I'm answering so this is so it gets off the "Unanswered Questions" list... :)
Algorithm
Here's a "brute force" (but somewhat fast) approach for a generalized upper limit of $N$. (This case is $N=199$
- Generate (or obtain) a sorted array of all primes less than $N$. (This is $\pi(N)$, where $\pi$ is the prime counting function)
- Generate a sorted array of all powers of two less than $N$. (There are $\lfloor\log_2(N)\rfloor$ of these.) This could be done dynamically (not stored in array) using bitshifts.
- Iterate through all the odd numbers less than $N$ but greater than 3 (there are about $N/2$ of these).
- For each odd number, iterate through the powers of two
- Subtract the power of two from the odd number, and do a binary search on the prime array to see if the difference is prime.
- If you find a prime, the statement has been verified for the odd number. Continue to next odd.
Runtime:
Approximate $\pi(N) = \text{Li}(N)$, where $\text{Li}(x)$ is the logarithmic integral. Also assume we are given the prime list. Then, we have an upper bound of the runtime: $$\mathcal{O}\left(\frac{N}{2}\lfloor\log_2(N)\rfloor\cdot\log_2(\text{Li}(N))\right)\approx \mathcal{O}\left(N\lg(N)\cdot\lg(\text{Li}(N))\right)$$
(The first factor from iterating through odd numbers, the second from the number of powers of two, and the third factor from the binary search on the prime array.)
Java Code
public class MathPost {
static final int N = 199;
//Assumed to have all primes under N
static int[] primeArray = {2,3,5,7,11,13,17,19,23,29,31,37,41,43,47,53,59,61,67,71,73,79,83,89,97,101,103,107,109,113,127,131,137,139,149,151,157,163,167,173,179,181,191,193,197,199};
public static void main(String[] args) {
boolean isTrue = true;
boolean trueForAPowerOfTwo = false;
int powerOfTwo = 1;
int supposedPrime = 0;
int oddNumber;
for (oddNumber = 3; oddNumber <= N; oddNumber += 2) {
//We don't know if the proposition is true for this odd number with any power of two yet
trueForAPowerOfTwo = false;
for (int power = 0; (1 << power) < oddNumber; power++) {
//Find the power of two we are considering
powerOfTwo = 1 << power;
//Determine the difference of the power of two and the odd number.
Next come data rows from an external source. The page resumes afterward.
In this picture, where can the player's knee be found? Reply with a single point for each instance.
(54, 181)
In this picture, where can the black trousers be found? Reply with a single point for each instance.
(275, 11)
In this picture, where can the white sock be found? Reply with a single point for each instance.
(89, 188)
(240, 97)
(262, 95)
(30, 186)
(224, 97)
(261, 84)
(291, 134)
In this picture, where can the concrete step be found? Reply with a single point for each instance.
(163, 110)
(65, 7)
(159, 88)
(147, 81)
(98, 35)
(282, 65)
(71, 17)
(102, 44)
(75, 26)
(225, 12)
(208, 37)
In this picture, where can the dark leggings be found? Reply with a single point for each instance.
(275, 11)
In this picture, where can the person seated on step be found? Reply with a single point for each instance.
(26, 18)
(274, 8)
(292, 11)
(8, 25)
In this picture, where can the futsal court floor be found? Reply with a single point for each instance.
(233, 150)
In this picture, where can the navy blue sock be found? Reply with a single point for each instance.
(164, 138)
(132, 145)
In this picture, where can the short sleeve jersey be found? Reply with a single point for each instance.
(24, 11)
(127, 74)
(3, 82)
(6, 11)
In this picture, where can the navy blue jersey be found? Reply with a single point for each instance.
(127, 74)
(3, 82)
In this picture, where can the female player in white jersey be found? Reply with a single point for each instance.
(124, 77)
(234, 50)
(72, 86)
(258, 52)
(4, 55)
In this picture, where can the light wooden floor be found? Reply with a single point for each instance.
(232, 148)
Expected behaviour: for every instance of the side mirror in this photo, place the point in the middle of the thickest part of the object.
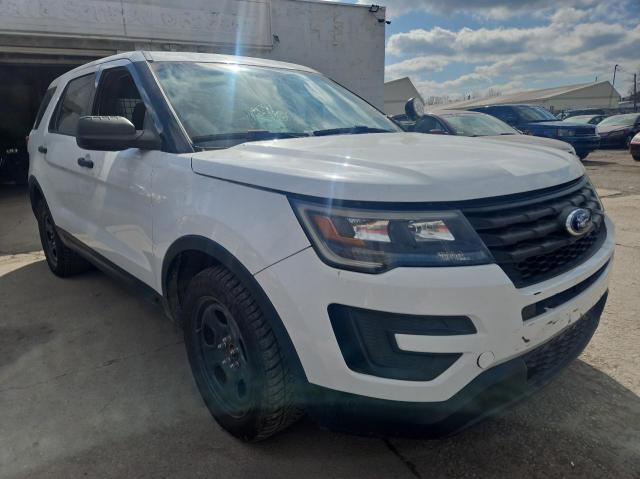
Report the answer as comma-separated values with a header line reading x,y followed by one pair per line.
x,y
113,133
414,108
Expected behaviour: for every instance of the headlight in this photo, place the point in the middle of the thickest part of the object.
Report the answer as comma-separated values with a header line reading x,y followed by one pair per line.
x,y
374,241
566,133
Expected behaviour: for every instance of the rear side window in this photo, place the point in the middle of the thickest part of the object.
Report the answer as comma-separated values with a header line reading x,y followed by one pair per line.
x,y
76,101
506,114
43,106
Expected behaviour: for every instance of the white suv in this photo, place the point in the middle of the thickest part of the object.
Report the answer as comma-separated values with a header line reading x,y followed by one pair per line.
x,y
317,257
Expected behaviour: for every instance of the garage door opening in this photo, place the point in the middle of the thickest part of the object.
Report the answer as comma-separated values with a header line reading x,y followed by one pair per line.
x,y
21,90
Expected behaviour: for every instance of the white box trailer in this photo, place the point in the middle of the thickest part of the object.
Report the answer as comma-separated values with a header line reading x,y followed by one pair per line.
x,y
40,39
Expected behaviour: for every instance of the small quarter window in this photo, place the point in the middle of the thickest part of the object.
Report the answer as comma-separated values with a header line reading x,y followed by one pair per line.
x,y
43,106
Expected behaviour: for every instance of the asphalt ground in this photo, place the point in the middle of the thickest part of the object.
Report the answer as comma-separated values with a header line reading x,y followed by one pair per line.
x,y
94,382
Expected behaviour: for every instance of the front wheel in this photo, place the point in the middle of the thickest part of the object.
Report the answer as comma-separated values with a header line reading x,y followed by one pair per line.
x,y
235,357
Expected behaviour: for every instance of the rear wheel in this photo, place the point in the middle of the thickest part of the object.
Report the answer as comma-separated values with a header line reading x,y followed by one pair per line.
x,y
235,357
62,261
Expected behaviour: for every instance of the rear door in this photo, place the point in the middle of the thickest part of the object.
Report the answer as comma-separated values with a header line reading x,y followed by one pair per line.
x,y
61,177
118,186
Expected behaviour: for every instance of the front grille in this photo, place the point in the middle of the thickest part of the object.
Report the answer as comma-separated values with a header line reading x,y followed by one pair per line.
x,y
527,237
585,132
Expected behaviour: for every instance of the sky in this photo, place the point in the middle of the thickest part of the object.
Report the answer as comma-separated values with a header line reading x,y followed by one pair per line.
x,y
457,47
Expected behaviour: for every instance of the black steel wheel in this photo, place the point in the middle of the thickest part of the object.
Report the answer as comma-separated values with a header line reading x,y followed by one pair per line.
x,y
237,362
222,352
62,261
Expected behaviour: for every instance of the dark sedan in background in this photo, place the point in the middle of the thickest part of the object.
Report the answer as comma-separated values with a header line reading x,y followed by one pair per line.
x,y
535,120
618,130
586,119
471,123
634,147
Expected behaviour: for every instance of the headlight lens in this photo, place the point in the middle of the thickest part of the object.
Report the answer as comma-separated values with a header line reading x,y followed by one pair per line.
x,y
566,133
375,241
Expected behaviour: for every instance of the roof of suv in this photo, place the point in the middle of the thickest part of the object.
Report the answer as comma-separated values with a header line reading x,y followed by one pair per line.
x,y
140,56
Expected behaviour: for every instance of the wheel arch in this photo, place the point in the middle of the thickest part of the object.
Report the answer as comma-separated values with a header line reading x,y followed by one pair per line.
x,y
35,193
201,247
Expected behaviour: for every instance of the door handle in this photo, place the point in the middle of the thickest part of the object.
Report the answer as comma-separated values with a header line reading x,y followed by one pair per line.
x,y
85,163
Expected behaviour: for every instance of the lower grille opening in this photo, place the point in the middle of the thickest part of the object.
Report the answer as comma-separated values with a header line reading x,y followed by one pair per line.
x,y
541,307
544,361
367,341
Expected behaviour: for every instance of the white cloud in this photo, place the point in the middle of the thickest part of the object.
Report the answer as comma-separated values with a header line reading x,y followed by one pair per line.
x,y
574,46
498,9
416,66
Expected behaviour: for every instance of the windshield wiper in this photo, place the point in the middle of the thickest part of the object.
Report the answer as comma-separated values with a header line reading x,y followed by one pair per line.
x,y
350,130
250,135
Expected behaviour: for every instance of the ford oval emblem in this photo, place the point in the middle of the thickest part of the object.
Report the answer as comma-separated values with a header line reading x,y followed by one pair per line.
x,y
578,221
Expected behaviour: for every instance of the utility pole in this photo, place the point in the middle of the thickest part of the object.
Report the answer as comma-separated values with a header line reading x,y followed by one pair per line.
x,y
635,92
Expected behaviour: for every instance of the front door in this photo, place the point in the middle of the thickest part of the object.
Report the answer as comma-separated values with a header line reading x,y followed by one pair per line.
x,y
119,193
64,176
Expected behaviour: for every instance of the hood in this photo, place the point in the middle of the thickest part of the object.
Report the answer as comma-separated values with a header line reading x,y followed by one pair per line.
x,y
535,141
400,167
562,125
610,128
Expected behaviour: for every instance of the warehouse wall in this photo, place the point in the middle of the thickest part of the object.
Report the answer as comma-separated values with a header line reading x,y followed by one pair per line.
x,y
343,41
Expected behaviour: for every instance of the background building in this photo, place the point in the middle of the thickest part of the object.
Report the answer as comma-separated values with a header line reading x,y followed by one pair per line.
x,y
584,95
396,94
39,40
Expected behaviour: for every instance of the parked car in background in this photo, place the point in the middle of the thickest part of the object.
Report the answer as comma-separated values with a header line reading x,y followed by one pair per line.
x,y
471,123
314,254
618,130
14,160
634,147
535,120
585,111
590,119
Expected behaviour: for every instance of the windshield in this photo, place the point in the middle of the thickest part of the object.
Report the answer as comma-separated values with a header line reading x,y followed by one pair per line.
x,y
478,125
224,104
535,113
620,120
579,119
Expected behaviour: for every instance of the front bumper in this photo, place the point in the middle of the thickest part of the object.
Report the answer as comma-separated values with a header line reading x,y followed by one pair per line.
x,y
301,288
492,390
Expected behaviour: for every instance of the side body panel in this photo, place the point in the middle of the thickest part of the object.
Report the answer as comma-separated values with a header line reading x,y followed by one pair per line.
x,y
257,227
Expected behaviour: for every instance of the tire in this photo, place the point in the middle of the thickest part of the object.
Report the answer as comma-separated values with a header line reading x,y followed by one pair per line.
x,y
235,357
62,261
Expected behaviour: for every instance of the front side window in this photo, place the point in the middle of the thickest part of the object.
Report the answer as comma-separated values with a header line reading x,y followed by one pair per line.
x,y
119,96
221,105
76,101
478,125
505,114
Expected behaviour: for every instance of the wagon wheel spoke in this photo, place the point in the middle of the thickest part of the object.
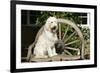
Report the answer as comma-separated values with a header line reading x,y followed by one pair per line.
x,y
69,37
65,32
60,31
72,42
66,51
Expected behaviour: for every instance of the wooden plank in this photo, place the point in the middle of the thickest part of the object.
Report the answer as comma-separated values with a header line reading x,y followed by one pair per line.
x,y
56,58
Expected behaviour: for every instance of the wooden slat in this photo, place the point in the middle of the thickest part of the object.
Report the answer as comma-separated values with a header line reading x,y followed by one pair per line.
x,y
56,58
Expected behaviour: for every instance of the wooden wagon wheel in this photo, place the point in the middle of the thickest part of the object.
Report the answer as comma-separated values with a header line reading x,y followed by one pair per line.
x,y
76,32
65,37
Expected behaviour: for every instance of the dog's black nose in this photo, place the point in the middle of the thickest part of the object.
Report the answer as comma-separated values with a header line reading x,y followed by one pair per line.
x,y
53,28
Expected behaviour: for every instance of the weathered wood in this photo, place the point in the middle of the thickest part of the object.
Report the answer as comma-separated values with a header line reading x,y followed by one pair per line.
x,y
56,58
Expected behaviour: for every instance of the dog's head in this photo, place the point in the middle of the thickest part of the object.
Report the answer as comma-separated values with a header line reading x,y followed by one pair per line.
x,y
51,24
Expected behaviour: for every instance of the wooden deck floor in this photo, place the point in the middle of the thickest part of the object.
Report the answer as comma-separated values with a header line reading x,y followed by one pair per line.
x,y
56,58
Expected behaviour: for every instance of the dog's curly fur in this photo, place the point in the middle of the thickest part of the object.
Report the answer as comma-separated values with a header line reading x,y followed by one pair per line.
x,y
45,44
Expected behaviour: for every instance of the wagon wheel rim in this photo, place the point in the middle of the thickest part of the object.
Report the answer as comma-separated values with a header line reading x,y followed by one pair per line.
x,y
79,33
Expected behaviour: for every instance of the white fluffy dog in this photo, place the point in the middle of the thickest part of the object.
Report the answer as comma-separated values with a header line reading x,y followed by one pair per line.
x,y
45,44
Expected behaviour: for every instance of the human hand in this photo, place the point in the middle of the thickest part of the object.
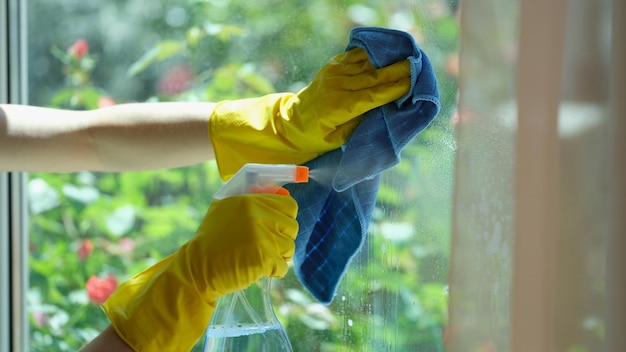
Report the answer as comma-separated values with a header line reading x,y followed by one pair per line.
x,y
295,128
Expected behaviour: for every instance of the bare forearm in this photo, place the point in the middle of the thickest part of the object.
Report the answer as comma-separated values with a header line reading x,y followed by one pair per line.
x,y
126,137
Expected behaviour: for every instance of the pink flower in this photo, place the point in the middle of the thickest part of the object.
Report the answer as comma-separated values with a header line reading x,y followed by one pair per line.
x,y
176,80
98,290
85,249
103,102
126,245
79,49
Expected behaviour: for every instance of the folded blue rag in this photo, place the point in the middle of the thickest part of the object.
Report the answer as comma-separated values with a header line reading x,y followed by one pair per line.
x,y
335,207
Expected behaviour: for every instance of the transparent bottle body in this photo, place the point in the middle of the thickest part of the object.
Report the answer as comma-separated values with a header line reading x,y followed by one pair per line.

supposedPrime = oddNumber - powerOfTwo;
//The following sets the "wasTrueForAPowerOfTwo" variable to true if we find a prime difference
trueForAPowerOfTwo |= java.util.Arrays.binarySearch(primeArray, supposedPrime) >= 0;
}
isTrue &= trueForAPowerOfTwo;
if (!isTrue) break;
}
System.out.printf("The proposition is %s\n", isTrue);
if (!isTrue) {
System.out.printf("Counterexample: The odd number %d cannot be expressed as desired.\n", oddNumber);
}
}
}
The Result
The statement is false. Take the odd (prime) number $127$. It cannot be expressed as the sum of a power of two and another prime:
\begin{align}
127-1 &= 126 &\text{ (Not prime)}\\
127-2 &= 125 &\text{ (Not prime)}\\
127-4 &= 123 &\text{ (Not prime)}\\
127-8 &= 119 &\text{ (Not prime)}\\
127-16 &= 110 &\text{ (Not prime)}\\
127-32 &= 95 &\text{ (Not prime)}\\
127-64 &= 63 &\text{ (Not prime)}
\end{align}